Elmi, who is 43 and holds a master's degree in business from the
United States International University in Nairobi, is a vocal critic
of the clan system used by the Intergovernmental Authority of Development,
which brokered an end to the war and oversaw the writing of the
transitional charter.
Somali society is organized by clans that are traced back to common
patriarchal ancestors. Economic and political loyalties are based
on these clan connections. To ensure that all the Somalis were represented
in the new government, political positions were allocated to representatives
at the peace conference according to the size of their clans.
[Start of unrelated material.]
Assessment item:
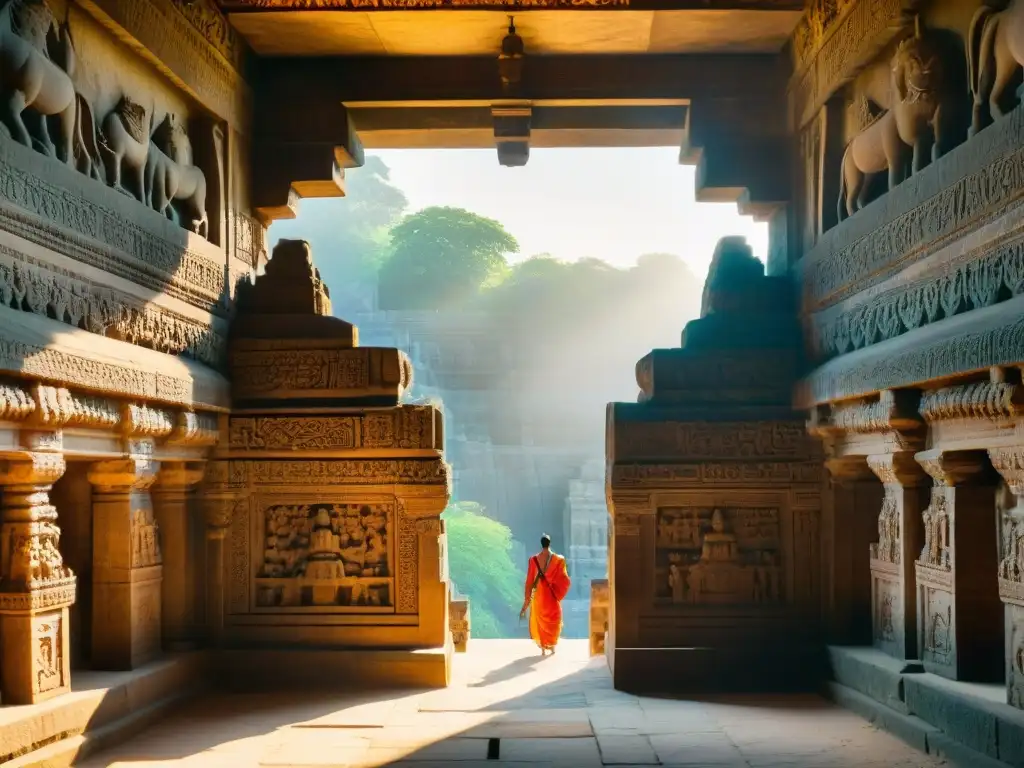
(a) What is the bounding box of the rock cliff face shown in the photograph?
[350,311,607,589]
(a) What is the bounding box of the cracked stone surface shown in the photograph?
[80,640,946,768]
By forming the Parliament under a clan-based formula, the authority
described it as the best way to ensure equal representation. But
Somali women say the formula failed to recognize them.
"We campaigned that women are given posts as women, and not
as part of clans," complains Elmi, "but every time the
clans have been asked to submit names, there is never a woman among
them."
During the peace talks, Elmi's group, Save the Somali Women and
Children, was dubbed the Sixth Clan because its members crossed
clan boundaries. Through it, women became co-authors of the peace
agreement, opening the way for what was supposed to be their fuller
participation in the remaking of the Somali nation.
That is a promise as yet unfulfilled. With Kenya women undaunted
and the determination of the Somalia women unwavering, the separate
efforts will likely result in a continued push for significant concessions
for the women of East Africa.
Fredrick Nzwili is a journalist based in Nairobi, Kenya.